Thu May 15 07:39:14 UTC 2008

 RLR> The purpose of compression is of course NOT to make the store smaller.
 RLR> It is to decrease the amount of I/O that is required to access the
 RLR> store.

time to do I/O does not linearly depend on I/O amount.

for example, HDD reads data in blocks, with each block definitely not less 
than 512 bytes (most likely larger due to HDD doing read-aheads).
if you compress your data into 50 bytes, 10 times, it won't make I/O anyhow 
faster.

moreover, random reads for HDD are orders (!) of magnitude slower than 
linear reads -- time to reposition device head is larger than time reading 
consecutive blocks.

i can show this in numbers, just checked on iometer, doing random reads:
512 byte blocks: 106 operations per second (~10 ms seek time), 0.05 MiB/sec
64 KiB   blocks:  95 operations per second (~10 ms seek time), 5.95 MiB/sec

you see, we have 120 times (!) more I/O, but very low difference in number 
of operations per second.
so compression only will matter to people who store at least hundred KiB as 
their values.

or it will matter if people are doing lots of linear reads -- but it's hard 
for me to imagine such database access patterns.

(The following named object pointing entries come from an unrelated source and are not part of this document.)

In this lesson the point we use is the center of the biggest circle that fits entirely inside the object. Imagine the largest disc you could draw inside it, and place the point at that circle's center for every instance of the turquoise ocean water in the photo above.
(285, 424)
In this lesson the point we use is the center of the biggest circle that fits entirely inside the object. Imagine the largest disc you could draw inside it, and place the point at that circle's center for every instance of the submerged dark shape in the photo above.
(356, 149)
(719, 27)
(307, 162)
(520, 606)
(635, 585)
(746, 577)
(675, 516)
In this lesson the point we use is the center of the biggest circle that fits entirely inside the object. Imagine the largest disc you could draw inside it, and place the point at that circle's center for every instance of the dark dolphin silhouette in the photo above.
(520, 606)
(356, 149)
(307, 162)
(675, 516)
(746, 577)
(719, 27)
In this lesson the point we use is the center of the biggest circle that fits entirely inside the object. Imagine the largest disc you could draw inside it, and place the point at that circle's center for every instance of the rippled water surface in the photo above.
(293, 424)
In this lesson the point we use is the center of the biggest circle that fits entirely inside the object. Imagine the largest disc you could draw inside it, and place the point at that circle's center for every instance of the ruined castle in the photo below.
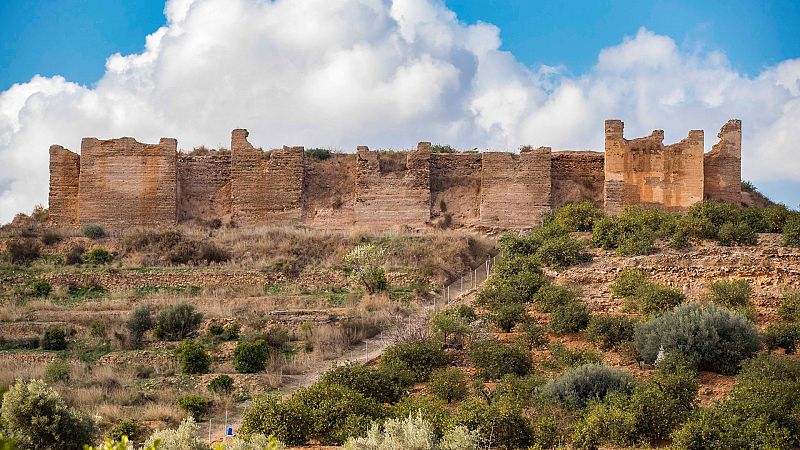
(122, 183)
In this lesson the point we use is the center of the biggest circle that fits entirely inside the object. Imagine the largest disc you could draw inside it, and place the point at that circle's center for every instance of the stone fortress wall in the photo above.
(121, 183)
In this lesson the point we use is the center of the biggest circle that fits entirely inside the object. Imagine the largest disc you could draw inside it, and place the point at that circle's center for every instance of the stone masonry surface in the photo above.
(120, 183)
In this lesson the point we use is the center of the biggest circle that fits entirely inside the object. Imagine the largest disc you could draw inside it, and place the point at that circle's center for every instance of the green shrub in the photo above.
(564, 357)
(494, 359)
(551, 296)
(789, 308)
(40, 288)
(54, 339)
(98, 255)
(93, 231)
(654, 408)
(652, 298)
(609, 332)
(782, 335)
(449, 384)
(97, 329)
(561, 252)
(139, 322)
(193, 358)
(640, 242)
(420, 357)
(740, 233)
(221, 385)
(713, 337)
(125, 427)
(507, 315)
(570, 317)
(791, 231)
(186, 437)
(577, 386)
(196, 406)
(177, 322)
(730, 293)
(36, 417)
(432, 409)
(22, 251)
(57, 370)
(327, 412)
(501, 423)
(452, 325)
(51, 237)
(579, 216)
(411, 432)
(714, 427)
(385, 383)
(627, 282)
(250, 357)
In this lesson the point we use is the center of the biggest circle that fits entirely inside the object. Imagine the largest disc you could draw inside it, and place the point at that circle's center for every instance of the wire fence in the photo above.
(469, 281)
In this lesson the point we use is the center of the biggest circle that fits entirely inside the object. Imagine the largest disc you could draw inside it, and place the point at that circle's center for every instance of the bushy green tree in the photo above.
(36, 417)
(177, 321)
(385, 383)
(250, 357)
(494, 359)
(609, 332)
(579, 385)
(570, 317)
(713, 337)
(196, 406)
(192, 357)
(419, 357)
(139, 322)
(449, 384)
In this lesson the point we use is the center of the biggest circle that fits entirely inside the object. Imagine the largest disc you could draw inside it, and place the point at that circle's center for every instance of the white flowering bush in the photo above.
(366, 263)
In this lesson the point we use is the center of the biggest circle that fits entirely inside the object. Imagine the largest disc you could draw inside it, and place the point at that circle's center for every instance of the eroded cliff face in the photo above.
(723, 165)
(121, 182)
(644, 171)
(770, 267)
(126, 183)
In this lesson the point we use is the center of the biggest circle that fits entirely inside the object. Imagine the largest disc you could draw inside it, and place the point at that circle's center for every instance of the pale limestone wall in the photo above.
(723, 165)
(643, 171)
(125, 183)
(329, 192)
(387, 199)
(65, 170)
(266, 187)
(456, 181)
(577, 176)
(515, 188)
(204, 186)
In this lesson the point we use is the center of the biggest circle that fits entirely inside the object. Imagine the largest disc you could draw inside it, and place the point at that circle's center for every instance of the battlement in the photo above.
(121, 182)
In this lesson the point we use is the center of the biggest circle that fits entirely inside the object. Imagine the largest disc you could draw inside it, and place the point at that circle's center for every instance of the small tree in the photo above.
(366, 263)
(35, 416)
(250, 357)
(193, 358)
(139, 322)
(196, 406)
(178, 321)
(221, 385)
(449, 384)
(54, 339)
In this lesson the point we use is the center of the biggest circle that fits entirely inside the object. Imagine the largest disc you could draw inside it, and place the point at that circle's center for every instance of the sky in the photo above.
(488, 74)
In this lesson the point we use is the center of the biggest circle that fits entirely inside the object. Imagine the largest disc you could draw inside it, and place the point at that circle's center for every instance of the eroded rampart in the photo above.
(120, 183)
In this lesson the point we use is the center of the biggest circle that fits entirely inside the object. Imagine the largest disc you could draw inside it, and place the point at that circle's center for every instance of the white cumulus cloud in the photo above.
(384, 74)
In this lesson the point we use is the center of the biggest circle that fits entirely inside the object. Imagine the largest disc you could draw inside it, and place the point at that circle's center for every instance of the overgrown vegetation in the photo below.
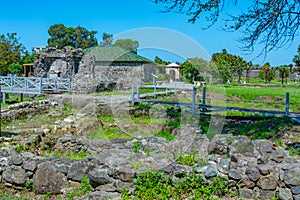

 RLR> there would be some databases for which it might be CPU-bound.  It is
 RLR> hard for me to imagine this is true of most databases.

then it's worth defining what is "most databases" in case of elephant --
 optimization without having a concrete target absolutely has no sense.

IMHO most people will be working with databases smaller than few 
gigabytes --
 so read I/O has no sense for them (DDR reads are on scale of gigabytes per 
second),
 write I/O might matter, though.

 RLR> If one imagines an integer-valued slot with a Poisson distribution of
 RLR> values, for example having an average value of less than a thousand
 RLR> but still occasionally containing a much large number, then one can
 RLR> expect a simple codec that employs this fact to use about 10 bits for
 RLR> each value, and 30 bits for the outliers.  The result is again a
 RLR> 3-fold reduction in I/O.

bits, huh? what storage nowadays works on bit level?
even cache lines are 32 bytes wide, so make no difference to read 1 byte or 
32 of them.

 RLR> Object pointers may of course cross the entire space in theory, but
 RLR> OIDs that we store in the database may indeed come from a set of quite
 RLR> knowable size, allowing us to use less than 64 bits or 32 bits to
 RLR> represent them.  If we know the type of a slot to be only OIDs of a
 RLR> particular class, we may very well know that that class has only 2**20
 RLR> members, and therefore demands only 20 bits, as opposed to 64, to
 RLR> represent the entire space of possible OIDs.

if you expect database being large enough for I/O to matter, why do you 
think then that there would be that few objects?